At the time this all took place back in 2018, I wrote a typically hand-wringing piece about how difficult the whole issue was. Sure, Southern and Molyneux propound some pretty ugly views, but free speech isn’t there just for people that say things we like to hear. And while health and safety is a valid concern for venue operators, using it as an reason to bar controversial speakers can allow those strongly opposed to such ideas to effectively “veto” their expression. So, from a chin-stroking perspective of “just how do we balance all these troubling issues?”, the Southern and Molyneux case seemed to have it all.
Then, in March 2019, the Christchurch Mosque Atrocities happened, and suddenly shit became all too real. Because it became undeniable that the sort of things Southern and Molyneux were saying as a means of bleeding cash from the credulous have actual consequences. The Christchurch terrorist’s manifesto was entitled “The Great Replacement” – the same name as a curiously now-deleted YouTube video posted by Southern. He had found the content of Molyneux’s podcast and YouTube channel so valuable that he donated money to them. Those facts don’t prove that Southern and Molyneux individually and directly inspired the Christchurch terrorist to carry out his evil actions.
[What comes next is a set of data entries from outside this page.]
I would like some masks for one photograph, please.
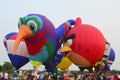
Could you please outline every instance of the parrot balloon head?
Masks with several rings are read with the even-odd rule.
[[[29,46],[31,47],[32,44],[39,44],[41,42],[38,46],[39,50],[34,48],[35,52],[30,51],[30,54],[34,55],[44,46],[47,38],[54,38],[55,35],[53,24],[45,16],[39,14],[29,14],[21,17],[18,22],[18,28],[19,33],[14,45],[14,53],[23,38],[26,40],[28,50],[30,50]]]
[[[52,61],[55,53],[55,28],[50,20],[40,14],[28,14],[18,22],[19,32],[14,44],[14,54],[22,39],[25,40],[30,60],[36,64]],[[40,62],[40,63],[38,63]]]
[[[77,18],[75,25],[65,35],[60,52],[64,52],[77,66],[89,67],[99,61],[105,51],[105,38],[94,26],[82,24]]]

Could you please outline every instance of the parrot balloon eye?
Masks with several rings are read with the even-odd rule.
[[[72,45],[72,39],[68,39],[65,44],[68,45],[68,46],[71,46]]]
[[[29,20],[27,22],[27,26],[33,31],[36,32],[37,31],[37,23],[33,20]]]

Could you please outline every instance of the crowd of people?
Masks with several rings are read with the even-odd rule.
[[[101,74],[101,73],[56,73],[50,72],[23,72],[21,78],[15,71],[10,77],[7,72],[0,72],[0,80],[120,80],[118,74]]]

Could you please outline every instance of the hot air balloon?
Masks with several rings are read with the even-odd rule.
[[[4,46],[6,47],[8,57],[12,65],[17,70],[29,62],[29,55],[24,40],[20,42],[20,45],[18,46],[16,51],[16,55],[13,55],[13,46],[15,43],[16,36],[16,32],[11,32],[7,34],[4,39]]]
[[[68,20],[55,29],[52,22],[43,15],[28,14],[21,17],[14,47],[11,46],[13,55],[17,55],[21,41],[24,40],[32,65],[39,67],[42,64],[53,72],[56,69],[55,54],[60,47],[58,43],[73,24],[74,20]]]
[[[89,67],[99,61],[105,51],[105,38],[100,30],[89,24],[82,24],[77,18],[75,25],[65,35],[60,52],[77,66]]]

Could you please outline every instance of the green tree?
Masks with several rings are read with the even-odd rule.
[[[10,62],[4,62],[3,66],[2,66],[2,70],[4,72],[9,72],[9,73],[14,72],[14,68]]]

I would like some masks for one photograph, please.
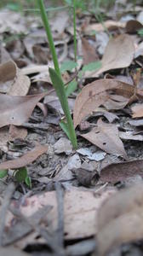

But the royal commission into the terror attacks did note:
“We are also satisfied that when the individual came to live in New Zealand on 17 August 2017, it was with a fully developed terrorist ideology based on his adoption of the Great Replacement theory and his associated beliefs that immigration, particularly by Muslim migrants, into western countries is an existential threat to western society and that the appropriate response (at least for him) was violence.”
This fully developed terrorist ideology didn’t just pop out of nowhere. The royal commission charts how it was developed in a predominantly online ecosystem that nourished the Christchurch shooter’s mixed sense of grievance and grandiosity. An ecosystem that Southern and Molyneux both helped to flourish and profited from. Which then makes their attempts to bring their message to the public theatres of Auckland a lot more than a purely abstract academic exercise in rights-balancing.
That’s the background against which I think we should read the Court of Appeal’s just released decision upholding RFA’s original decision to cancel Southern and Molyneux’s talk. It’s a background that the Court itself never refers to, because it wasn’t directly relevant to the legal arguments before it. Those essentially revolved around two matters: did RFA have to consider rights of free expression and association before deciding to cancel the event; and if so, did RFA’s safety concerns regarding potential protests provide a good enough reason to override those rights.
The Court thankfully overturned the earlier High Court decision on the first point, ruling that a council-owned company in the business of providing public places for free expression to take place ought to have to consider freedom of expression when doing so (duh!). And on the second, it essentially laid blame at the feet of the company bringing Southern and Molyneux to Auckland for not giving the council-owned company enough information and time to properly work through the security issues raised by the event.
As such, in strict legal terms the content of Southern and Molyneux’s views and their real-world consequences weren’t at issue in the case. And yet, judges are human beings and the law they declare doesn’t emerge from a vacuum. The societal context it exists in now includes a recognition that ideas like those espoused by Southern and Molyneux can directly inspire someone to pick up guns and murder 51 strangers and try to murder another 40. That recognition inevitably is going to influence, even if unconsciously, assessments over things like whether it is “reasonable” for the Auckland Council-owned company to decide that protest threats make it too unsafe to allow Southern and Molyneux to speak without asking the company bringing them to New Zealand how they could help alleviate any such concerns.
It also will lie in the background of other legal challenges that we as a society are going to face in the next few months. Questions about how we ought to amend our “hate speech” regulations. Assessments of the adequacy of our anti-terror laws. Decisions as to whether censorship powers should be used to remove more potentially terror-inspiring material from the public sphere. These are all things we may have decided one way before Christchurch happened. But then, Christchurch happened.